- "Wer schlägt, klaut oder trinkt - der fliegt"

"Check in Berlin" – so heißt die Langzeitbeobachtung im Inforadio, in der es um das Leben der Flüchtlinge im ehemaligen Hotel President geht. Das Hotel um die Ecke vom KaDeWe ist nämlich seit drei Wochen umfunktioniert zum Flüchtlingsheim. Inforadio war von Anfang an dabei und berichtet, wie es in dem Modellprojekt für Integration zugeht: Die Flüchtlingsfamilien haben Einzelzimmer und eine gute Betreuung, müssen sich allerdings auch an strenge Regeln halten. Wer das nicht tut, muss gehen. Anna Corves stellt das Heim vor.

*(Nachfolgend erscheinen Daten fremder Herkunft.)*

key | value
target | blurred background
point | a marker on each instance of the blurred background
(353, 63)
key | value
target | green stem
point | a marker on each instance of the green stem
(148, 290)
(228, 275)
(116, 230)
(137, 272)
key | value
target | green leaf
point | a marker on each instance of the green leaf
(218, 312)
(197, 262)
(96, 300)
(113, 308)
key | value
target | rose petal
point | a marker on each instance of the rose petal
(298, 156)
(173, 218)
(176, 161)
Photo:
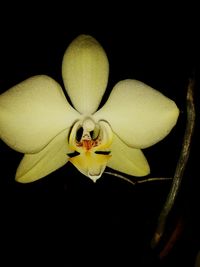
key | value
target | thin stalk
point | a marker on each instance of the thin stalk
(182, 162)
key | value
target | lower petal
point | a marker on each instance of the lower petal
(53, 156)
(127, 160)
(91, 165)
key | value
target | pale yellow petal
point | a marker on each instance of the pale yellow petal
(90, 164)
(138, 114)
(85, 71)
(33, 112)
(53, 156)
(127, 160)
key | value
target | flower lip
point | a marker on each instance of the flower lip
(94, 177)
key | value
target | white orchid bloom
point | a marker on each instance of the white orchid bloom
(36, 119)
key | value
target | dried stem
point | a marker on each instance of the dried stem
(182, 162)
(184, 155)
(143, 180)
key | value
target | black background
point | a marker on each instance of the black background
(65, 218)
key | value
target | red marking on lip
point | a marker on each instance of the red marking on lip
(87, 144)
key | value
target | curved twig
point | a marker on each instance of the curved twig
(183, 159)
(140, 181)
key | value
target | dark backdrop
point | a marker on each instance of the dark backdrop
(65, 217)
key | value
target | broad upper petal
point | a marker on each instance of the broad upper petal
(138, 114)
(85, 71)
(53, 156)
(127, 160)
(33, 112)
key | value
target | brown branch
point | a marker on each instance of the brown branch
(183, 159)
(140, 181)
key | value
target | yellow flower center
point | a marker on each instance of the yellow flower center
(90, 142)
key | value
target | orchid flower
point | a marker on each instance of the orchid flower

Rezeption des ehemaligen Best Western Hotels "President" - Foto: A. Corves / © 2015 - rbb-Inforadio

Der Eingangsbereich des Hotel President ist noch ganz edle Lobby: marmorierter Steinboden, verspiegelte Rezeption, an der Wand Glasvitrinen, darin mit Trauben dekorierte Weingläser. Doch hinter der Rezeption steht kein livrierter Portier, sondern ein Security-Mitarbeiter. Und die Flure beleben keine Geschäftsmänner im feinen Zwirn, sondern müde aussehende Männer, hochschwangere Frauen mit Kopftuch und viele, viele Kinder.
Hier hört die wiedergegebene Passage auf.